You really don’t want a play by play, so I’ll just lay my preliminary conclusions about AI code assist on the table. Sometimes it can be a little yip dog getting under foot and widdling on your shoe. Sometimes it’s like Lassie, grasping complex instructions and bringing help to the rescue. Sometimes it’s like the professor from Gilligan’s island. And sometimes it’s more like Gomer Pyle. Building software these days challenges even experienced engineers with the need to stitch together frameworks that one rarely has a chance to genuinely master. It’s hard to overstate how useful AI can be for this kind of wrangling. Auto-completion behavior is hit and miss and lacks fluidity in actual use. On the other hand, I’ve occasionally been able to auto-complete my way through several screenfuls of code when a clear direction is established. This is the real deal. I do wonder how the cost model will settle out – it’s hard to believe current price structure isn’t a loss leader. We can hope that it remains a fee-based capability so that the end user continues to be the customer and not the product (I’m looking at you search engines).

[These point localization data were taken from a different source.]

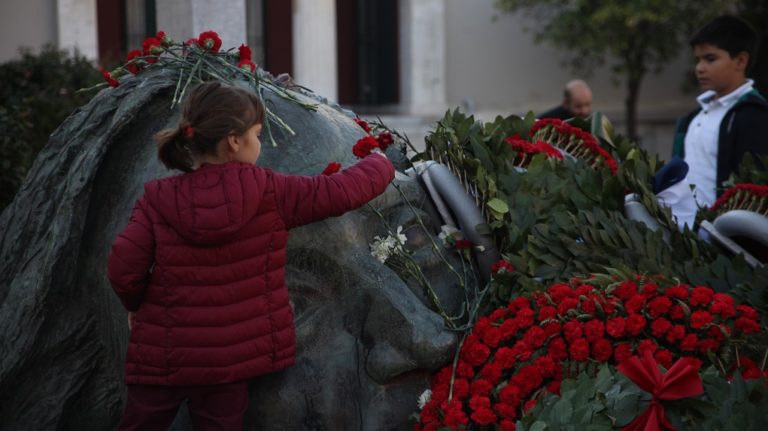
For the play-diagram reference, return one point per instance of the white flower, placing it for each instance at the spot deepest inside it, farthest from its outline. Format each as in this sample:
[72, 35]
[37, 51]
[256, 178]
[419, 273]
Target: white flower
[424, 398]
[448, 231]
[383, 248]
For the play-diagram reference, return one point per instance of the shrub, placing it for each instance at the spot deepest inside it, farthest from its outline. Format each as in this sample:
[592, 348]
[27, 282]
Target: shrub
[38, 93]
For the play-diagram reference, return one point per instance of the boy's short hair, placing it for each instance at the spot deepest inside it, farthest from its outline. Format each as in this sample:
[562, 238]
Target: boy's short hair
[728, 33]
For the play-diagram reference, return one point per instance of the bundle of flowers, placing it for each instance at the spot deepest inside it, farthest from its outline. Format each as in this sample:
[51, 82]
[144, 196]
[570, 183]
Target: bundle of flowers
[372, 140]
[524, 150]
[572, 140]
[519, 352]
[750, 197]
[197, 60]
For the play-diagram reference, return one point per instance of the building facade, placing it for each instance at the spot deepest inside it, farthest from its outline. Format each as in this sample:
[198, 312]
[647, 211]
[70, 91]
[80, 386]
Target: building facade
[413, 58]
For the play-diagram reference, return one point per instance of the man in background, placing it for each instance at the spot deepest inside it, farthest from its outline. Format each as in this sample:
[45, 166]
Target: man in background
[577, 102]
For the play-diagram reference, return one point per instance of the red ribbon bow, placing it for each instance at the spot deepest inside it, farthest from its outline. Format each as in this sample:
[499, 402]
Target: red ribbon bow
[682, 380]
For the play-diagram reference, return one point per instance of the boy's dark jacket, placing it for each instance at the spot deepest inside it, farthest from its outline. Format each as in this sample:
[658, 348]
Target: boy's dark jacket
[744, 129]
[202, 263]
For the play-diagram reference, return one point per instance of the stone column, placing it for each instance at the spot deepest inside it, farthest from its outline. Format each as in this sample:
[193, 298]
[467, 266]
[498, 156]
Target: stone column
[422, 67]
[314, 46]
[183, 19]
[77, 26]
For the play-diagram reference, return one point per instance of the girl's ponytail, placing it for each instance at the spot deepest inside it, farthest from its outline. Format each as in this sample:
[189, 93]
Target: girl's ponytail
[173, 147]
[211, 112]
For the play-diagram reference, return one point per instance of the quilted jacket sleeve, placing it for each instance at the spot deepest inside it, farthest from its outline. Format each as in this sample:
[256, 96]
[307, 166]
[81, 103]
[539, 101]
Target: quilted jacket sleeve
[132, 257]
[303, 199]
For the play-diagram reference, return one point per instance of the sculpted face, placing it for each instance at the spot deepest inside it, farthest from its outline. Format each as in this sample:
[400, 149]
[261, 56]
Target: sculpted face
[366, 342]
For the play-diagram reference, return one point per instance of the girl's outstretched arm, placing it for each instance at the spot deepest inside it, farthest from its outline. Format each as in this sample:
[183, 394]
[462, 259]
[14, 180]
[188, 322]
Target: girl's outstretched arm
[305, 199]
[131, 258]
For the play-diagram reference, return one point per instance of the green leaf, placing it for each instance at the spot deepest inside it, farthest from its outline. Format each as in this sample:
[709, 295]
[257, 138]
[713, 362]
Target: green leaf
[498, 205]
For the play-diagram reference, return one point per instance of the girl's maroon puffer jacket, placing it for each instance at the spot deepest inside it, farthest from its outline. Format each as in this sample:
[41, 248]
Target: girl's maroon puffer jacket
[202, 263]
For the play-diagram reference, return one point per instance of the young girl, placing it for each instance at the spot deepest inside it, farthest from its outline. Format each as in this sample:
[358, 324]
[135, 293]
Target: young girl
[200, 266]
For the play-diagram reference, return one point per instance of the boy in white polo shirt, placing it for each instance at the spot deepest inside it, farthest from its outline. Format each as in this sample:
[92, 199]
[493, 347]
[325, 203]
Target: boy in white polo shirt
[732, 119]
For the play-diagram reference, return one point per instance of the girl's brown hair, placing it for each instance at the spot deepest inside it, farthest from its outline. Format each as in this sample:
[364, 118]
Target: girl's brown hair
[211, 112]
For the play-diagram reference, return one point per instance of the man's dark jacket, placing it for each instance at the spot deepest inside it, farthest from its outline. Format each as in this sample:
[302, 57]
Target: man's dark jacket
[744, 129]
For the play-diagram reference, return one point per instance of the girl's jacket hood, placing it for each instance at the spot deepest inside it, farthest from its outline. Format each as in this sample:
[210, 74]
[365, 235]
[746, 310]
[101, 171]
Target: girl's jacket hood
[210, 206]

One final thought. Who benefits the most? Can it turn an entry-level engineer into a mid-level engineer? My own opinion… it doesn’t really work that way. The more skilled you are the more you will be able to leverage these tools… just like any other tool. In other words, I think it can allow an entry-level engineer to go farther faster. But productivity isn’t the only measure of experience, and AI will not replace the native insightfulness that you bring to the table. Consider – the more you know what “good” looks like the more you will be able to tease “good” out of the AI and know it when you see it. But it won’t keep you from digging yourself a hole faster and deeper than ever. For purposes of this investigation, I was particularly interested in trying to “run fast with knives” and was allowing myself the luxury of treating it like a scratch refactoring (e.g. – not worrying about making production level code). Given my objectives that was appropriate. But, the “third wish” is to undo the damage caused by the first two wishes. The next part of this investigation will be seeing how well AI tools lend themselves to operationalizing code.